We, Paddlin' Hal, Scooter and I were running through wet weather up north on the St. Francis River, where the provinces of Québec and New Brunswick butt up against the State of Maine.
The St. Francis flows from lake to lake forever, it would seem, with narrow quickwaters and the odd bog between. The rains had soaked us through and the banks were steep and slick with mud.
We were looking forward to coming ashore somewhere near the end of the third day. We finally found a spot out of the rain, on the deck of an ancient cabin. Miracles be, there was a small pile of wood stacked in a dry corner.
We had no choice, we had to burn it. Everything was wet, our clothes, tents, and other stuff. It made no sense to sit there and shiver, this was the only dry wood in the North Woods.
This wood ... it's all about the wood ... was dry but “punky.” The edges and ends of each log shredded like cheese between our fingers. We finally got a fire going, but it turned out to be more like a smolder than a blaze.
We did our best to dry ourselves and our stuff by its anemic flame. But I think we only smoked ourselves and our gear like the natives once did, maybe still do, when curing strips of salmon on drying racks by the fire. We never really dried out till we ran into the Saint John the next day or so, and basked in a warm sun on the American side.
One other time, Aaron and I were way up on the Kedgwick, maybe even in Québec, and it was dry, well, not raining. We camped that night just up from a rocky shore, where beaver-chaw ends and de-barked bracken from alders and such had fetched up in a ragged pile.
It was mostly softwood, dry, and burnt fairly fast, but there sure was lots of it at arm's reach. And it was nearly smokeless. That was a good night, no rain, a soothing spring breeze, and best of all, no bugs.
Then there was the campfire on the shore of the Restigouche. I was with Pete that time.
Over many generations, lumberjacks had man-handled billions of logs down this stream to the mills at river's end. So our wood du jour was pulp logs, and there was no shortage.
It took a lot of coaxing to start the fire, but soon enough, a pile of logs lay simmering, yes simmering, in a heap. They were so wet and rotten, steam and spit spewed in ribbons from the sawed-off ends facing away from the fire's centre.
Were the pulp logs “punky” or “doty,” that's the burning question. But they were good enough for us to haul up a stump and stare into the fire, such as it was.
Sometimes the best wood for a campfire is the wood you bring along from home ... as long as you are confident there are no harmful bugs in your “imported” wood that may escape into the ecosystem.

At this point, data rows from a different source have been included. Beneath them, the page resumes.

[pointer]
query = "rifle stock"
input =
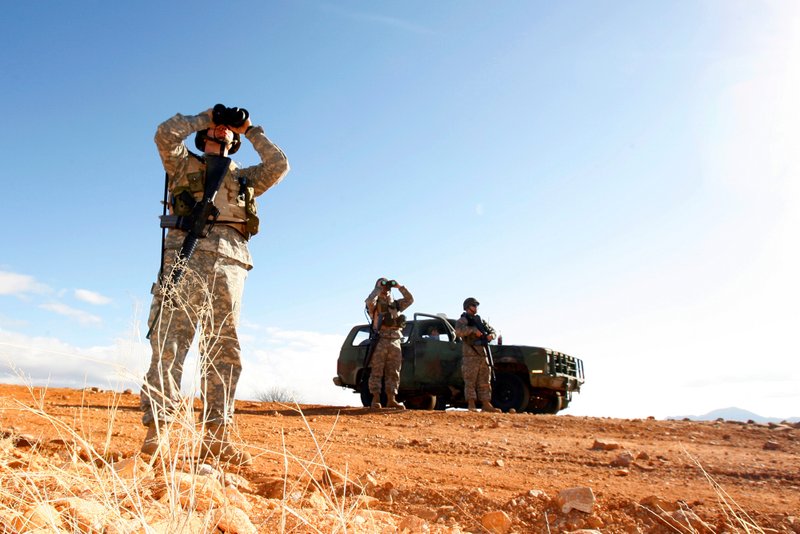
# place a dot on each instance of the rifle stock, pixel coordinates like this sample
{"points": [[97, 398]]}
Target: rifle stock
{"points": [[478, 323], [198, 224]]}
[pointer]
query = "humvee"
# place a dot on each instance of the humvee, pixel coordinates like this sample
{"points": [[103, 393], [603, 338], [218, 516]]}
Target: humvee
{"points": [[526, 379]]}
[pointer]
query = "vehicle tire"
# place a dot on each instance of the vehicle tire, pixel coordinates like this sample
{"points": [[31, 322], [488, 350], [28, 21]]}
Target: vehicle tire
{"points": [[366, 396], [421, 402], [510, 391], [545, 403]]}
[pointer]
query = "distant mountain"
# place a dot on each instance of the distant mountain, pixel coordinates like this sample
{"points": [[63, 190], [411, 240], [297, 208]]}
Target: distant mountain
{"points": [[734, 414]]}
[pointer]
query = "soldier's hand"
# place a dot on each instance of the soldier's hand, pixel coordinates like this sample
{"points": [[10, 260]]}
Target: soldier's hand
{"points": [[243, 128]]}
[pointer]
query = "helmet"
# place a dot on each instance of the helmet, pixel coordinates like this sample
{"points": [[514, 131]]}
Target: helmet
{"points": [[200, 141], [471, 301]]}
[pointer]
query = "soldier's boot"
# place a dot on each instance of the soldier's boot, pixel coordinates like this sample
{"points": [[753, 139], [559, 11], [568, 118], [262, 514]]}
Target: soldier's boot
{"points": [[217, 445], [488, 407], [151, 440], [391, 402]]}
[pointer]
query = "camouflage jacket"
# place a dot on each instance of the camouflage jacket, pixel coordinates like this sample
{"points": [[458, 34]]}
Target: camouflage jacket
{"points": [[378, 304], [183, 166], [470, 334]]}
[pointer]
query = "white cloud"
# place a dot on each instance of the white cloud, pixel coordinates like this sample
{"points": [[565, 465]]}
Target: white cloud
{"points": [[91, 297], [50, 361], [302, 362], [67, 311], [19, 284]]}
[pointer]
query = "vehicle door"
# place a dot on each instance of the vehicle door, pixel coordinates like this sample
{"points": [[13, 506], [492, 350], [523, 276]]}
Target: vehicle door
{"points": [[437, 355]]}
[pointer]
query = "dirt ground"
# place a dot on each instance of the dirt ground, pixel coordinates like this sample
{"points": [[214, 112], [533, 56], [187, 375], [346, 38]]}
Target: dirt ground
{"points": [[445, 471]]}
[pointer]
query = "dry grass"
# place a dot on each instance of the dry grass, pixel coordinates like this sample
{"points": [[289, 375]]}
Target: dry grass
{"points": [[77, 483], [686, 521]]}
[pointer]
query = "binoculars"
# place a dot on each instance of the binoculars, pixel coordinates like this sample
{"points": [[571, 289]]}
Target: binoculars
{"points": [[234, 117]]}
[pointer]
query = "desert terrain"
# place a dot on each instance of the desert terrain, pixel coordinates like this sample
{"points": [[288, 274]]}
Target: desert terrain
{"points": [[345, 469]]}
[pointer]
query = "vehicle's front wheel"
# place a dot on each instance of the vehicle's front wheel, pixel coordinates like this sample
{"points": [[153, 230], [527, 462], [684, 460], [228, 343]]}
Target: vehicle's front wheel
{"points": [[550, 403], [510, 391], [366, 396]]}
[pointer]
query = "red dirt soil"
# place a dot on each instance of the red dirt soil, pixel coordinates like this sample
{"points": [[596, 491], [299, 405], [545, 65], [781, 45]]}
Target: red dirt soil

This source of wood has saved me and kept me warm many a time on a wet and cold night.
Oh, and I gotta add this. Did you stop and consider why your burning wood snaps, cracks and spits up sparks all the time? Chances are it's because a bug's remains in the wood are going incandescent. Valhalla, baby.
I could go on, you betcha, about how the wood makes the fire, but I think the company we share around the fire is the most important component of all.